Theorem
Let $\Omega\subseteq \mathbb{C}$ be a region and $f\in H(\mathbb{C})$ ($f$ is analytic on $\mathbb{C}$). If $|f|$ has in $\Omega$ a local maximum, then $f$ is constant.
Proof. Let $ D(a,\ r)\subseteq\Omega$ be a disk with $|f(z)|\leq|f(a)|$ for all $z\in D(a,\ r)$ ($a$ is therefore a local maximum for $f$).

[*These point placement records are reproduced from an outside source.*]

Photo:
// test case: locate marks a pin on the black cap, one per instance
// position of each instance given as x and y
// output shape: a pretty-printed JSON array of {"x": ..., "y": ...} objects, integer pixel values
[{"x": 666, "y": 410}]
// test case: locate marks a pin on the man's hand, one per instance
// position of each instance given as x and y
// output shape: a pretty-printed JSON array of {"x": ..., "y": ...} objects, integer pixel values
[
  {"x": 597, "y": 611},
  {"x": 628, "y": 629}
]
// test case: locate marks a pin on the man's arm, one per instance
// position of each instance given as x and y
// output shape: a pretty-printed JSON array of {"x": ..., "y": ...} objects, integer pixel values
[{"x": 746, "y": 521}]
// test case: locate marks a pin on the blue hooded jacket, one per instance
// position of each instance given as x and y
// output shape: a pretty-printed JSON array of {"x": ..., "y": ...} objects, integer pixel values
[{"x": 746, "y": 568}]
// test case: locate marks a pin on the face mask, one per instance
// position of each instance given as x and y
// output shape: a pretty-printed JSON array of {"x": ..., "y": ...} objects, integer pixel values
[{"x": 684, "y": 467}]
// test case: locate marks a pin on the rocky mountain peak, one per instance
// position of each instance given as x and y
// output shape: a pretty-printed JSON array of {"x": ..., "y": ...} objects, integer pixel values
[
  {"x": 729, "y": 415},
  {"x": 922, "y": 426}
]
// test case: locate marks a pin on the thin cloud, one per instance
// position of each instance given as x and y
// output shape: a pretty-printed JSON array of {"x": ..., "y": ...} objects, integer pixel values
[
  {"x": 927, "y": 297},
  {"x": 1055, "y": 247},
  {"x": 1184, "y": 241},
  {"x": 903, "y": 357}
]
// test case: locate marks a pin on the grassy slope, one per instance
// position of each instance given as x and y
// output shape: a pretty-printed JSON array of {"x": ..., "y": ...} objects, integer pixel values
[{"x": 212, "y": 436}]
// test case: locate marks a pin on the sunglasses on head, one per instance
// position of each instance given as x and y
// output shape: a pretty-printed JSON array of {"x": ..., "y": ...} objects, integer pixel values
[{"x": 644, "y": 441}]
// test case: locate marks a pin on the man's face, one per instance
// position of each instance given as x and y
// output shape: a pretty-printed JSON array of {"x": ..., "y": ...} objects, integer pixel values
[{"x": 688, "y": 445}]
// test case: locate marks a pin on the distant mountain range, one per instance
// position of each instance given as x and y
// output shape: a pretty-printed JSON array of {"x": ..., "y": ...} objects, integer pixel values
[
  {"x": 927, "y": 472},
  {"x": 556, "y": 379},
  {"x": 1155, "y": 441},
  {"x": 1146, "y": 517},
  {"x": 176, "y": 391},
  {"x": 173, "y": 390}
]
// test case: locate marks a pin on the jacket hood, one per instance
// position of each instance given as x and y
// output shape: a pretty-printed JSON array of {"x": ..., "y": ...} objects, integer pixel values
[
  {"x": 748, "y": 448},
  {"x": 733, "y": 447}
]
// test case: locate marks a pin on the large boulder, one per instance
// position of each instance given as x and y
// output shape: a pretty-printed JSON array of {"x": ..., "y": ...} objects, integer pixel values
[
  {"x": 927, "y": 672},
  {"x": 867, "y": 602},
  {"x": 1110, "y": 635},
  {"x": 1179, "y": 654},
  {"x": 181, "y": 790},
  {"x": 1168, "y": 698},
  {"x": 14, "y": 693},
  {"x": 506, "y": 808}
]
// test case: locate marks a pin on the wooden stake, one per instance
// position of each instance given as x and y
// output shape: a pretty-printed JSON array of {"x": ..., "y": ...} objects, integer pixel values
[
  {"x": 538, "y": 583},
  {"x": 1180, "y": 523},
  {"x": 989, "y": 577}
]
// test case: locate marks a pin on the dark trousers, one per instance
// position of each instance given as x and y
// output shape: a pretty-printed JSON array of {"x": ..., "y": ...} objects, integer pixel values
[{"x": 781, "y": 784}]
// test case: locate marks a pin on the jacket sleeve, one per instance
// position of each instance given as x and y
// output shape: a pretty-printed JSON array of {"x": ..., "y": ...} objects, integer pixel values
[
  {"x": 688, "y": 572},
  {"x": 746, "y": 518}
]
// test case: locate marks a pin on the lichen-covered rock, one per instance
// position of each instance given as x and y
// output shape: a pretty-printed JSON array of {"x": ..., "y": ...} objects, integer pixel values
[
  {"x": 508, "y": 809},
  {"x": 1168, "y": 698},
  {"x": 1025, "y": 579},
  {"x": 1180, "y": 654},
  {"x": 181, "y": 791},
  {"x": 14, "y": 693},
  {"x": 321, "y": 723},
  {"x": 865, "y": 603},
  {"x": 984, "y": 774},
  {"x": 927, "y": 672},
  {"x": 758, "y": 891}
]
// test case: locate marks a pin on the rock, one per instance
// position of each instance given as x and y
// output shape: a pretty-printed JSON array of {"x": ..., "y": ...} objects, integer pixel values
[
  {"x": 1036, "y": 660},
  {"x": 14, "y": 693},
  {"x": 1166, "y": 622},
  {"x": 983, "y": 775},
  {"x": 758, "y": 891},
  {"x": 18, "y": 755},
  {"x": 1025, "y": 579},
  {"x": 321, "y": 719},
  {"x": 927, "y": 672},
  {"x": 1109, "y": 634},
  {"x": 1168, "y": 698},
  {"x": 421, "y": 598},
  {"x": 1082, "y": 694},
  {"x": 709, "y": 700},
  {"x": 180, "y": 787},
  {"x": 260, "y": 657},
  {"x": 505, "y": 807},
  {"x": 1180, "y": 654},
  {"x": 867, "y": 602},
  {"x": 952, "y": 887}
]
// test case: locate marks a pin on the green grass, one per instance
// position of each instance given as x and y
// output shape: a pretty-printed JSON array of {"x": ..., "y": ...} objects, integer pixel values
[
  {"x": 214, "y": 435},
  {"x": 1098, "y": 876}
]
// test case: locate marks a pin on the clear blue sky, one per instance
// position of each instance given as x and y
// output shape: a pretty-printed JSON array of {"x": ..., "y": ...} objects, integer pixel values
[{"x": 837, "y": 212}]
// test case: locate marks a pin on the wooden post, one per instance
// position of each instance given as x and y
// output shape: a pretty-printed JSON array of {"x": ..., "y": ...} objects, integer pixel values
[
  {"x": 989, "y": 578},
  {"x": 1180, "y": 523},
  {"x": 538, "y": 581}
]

Then we have for every $\rho\in(0,\ r)$ with $\gamma(t)=a+\rho e^{it} \ (t\ \in[0,2\pi])$:
$$
|f(a)|=\frac{1}{2\pi}\left|\int_{\gamma}\frac{f(\xi)}{\xi-a}\mathrm{d}\xi\right|\ \leq\frac{1}{2\pi}\int_{0}^{2\pi}|f(a+\rho e^{it})|\mathrm{d}t\ \leq|f(a)| \ \ \ (1)
$$
$\color{green}{\text{I understand the inequality in (1), but what is the point of showing: } |f(a)|\leq|f(a)|?}$
$\color{green}{\text{Why is this mentioned?}}$
From $|f(a+\rho e^{it})|\leq|f(a)$ for $t \in[0,2\pi]$ and $\displaystyle \frac{1}{2\pi}\int_{0}^{2\pi}|f(a+\rho e^{it})|\mathrm{d}t =|f(a)|$ (2) we have:
$$
|f(a+\rho e^{it})|=|f(a)|\ (t\ \in[0,2\pi]).\ \ \ (3)
$$
$\color{green}{\text{What is the role of the integral in (2), in showing the equality (3)?}}$
Therefore we have:
$$
|f(z)|=|f(a)|\ (z\in D(a,r))\ (*)
$$
If $f$ would not be constant, then (because $\Omega$ is a region) also $f:D(a, r)\rightarrow \mathbb{C}$ would not be constant and $f(D(a,\ r))$ would be open, which is a contradiction to $(*)$.
$
\square
$
===
I still don't get something:
So we know that:
$|f(a+\rho e^{it})|\leq|f(a)$ for $t \in[0,2\pi]$ and
$\displaystyle \frac{1}{2\pi}\int_{0}^{2\pi}|f(a+\rho e^{it})|\mathrm{d}t =|f(a)|$
I still don't see why:
$f(a+\rho e^{it})|\mathrm{d}t =|f(a)|$ follows.
Best Answer
The point of inequality (1) is that we have equality two. Define $g\colon [0,2\pi]\to\Bbb R$ by $g(t)=|f(a)|-|f(a+\rho e^{it})|$. This function is non-negative, continuous and its integral is $0$ hence $g$ is identically $0$ (that's why we used integral).